# Electric Vehicle with Integrated fixed gearing and differential



## white2020 (Apr 4, 2012)

Hey guys, do anyone of you know what are the examples of electric vehicles with Integrated fixed gearing and differential?

Need to know its dynamic performance as well if possible.

been searching though internet whole day but to no avail, help!

thanks!


----------



## somanywelps (Jan 25, 2012)

To be perfectly honest, a DC motor that caps out near 6000rpm and a 4:1 differential works out nicely.

You'll have to measure your tire circumfurence and get your stock diff gear ratio (google) but it should be pretty easy to figure out.

The problem is going to be low end acceleration though... Don't want to feed too much current for too long. Forced air cooling is probably a good idea.


----------



## white2020 (Apr 4, 2012)

somanywelps said:


> To be perfectly honest, a DC motor that caps out near 6000rpm and a 4:1 differential works out nicely.
> 
> You'll have to measure your tire circumfurence and get your stock diff gear ratio (google) but it should be pretty easy to figure out.
> 
> The problem is going to be low end acceleration though... Don't want to feed too much current for too long. Forced air cooling is probably a good idea.
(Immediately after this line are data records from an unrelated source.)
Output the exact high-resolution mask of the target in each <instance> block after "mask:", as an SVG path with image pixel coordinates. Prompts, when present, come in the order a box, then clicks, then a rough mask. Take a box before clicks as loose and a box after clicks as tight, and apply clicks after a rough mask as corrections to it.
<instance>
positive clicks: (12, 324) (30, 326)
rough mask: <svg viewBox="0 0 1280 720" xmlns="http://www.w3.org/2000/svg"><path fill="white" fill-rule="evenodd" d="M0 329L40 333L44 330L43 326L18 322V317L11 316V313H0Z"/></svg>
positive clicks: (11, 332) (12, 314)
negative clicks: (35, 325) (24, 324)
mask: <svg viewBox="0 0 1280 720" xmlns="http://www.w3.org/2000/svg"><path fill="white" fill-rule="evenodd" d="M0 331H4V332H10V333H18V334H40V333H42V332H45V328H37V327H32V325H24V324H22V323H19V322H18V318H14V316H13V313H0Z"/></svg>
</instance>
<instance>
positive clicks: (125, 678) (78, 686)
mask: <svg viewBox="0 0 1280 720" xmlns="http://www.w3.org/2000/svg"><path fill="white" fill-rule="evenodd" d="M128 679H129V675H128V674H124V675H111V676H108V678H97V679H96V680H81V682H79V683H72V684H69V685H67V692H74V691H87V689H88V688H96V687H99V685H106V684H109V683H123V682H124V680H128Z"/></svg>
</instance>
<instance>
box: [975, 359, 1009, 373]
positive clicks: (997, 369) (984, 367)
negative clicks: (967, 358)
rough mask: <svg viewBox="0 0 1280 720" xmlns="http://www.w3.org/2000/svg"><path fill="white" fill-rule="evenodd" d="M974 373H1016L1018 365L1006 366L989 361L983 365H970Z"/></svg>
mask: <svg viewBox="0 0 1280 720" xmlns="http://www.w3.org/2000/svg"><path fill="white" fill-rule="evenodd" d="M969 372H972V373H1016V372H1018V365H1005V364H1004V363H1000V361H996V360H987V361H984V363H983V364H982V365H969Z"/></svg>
Thanks for the reply! Is there any electric vehicle with such specification out in market already?


----------



## Duncan (Dec 8, 2008)

white2020 said:


> Hey guys, do anyone of you know what are the examples of electric vehicles with Integrated fixed gearing and differential?
> 
> Need to know its dynamic performance as well if possible.
> 
> ...


Sounds like the Tesla Roadster


----------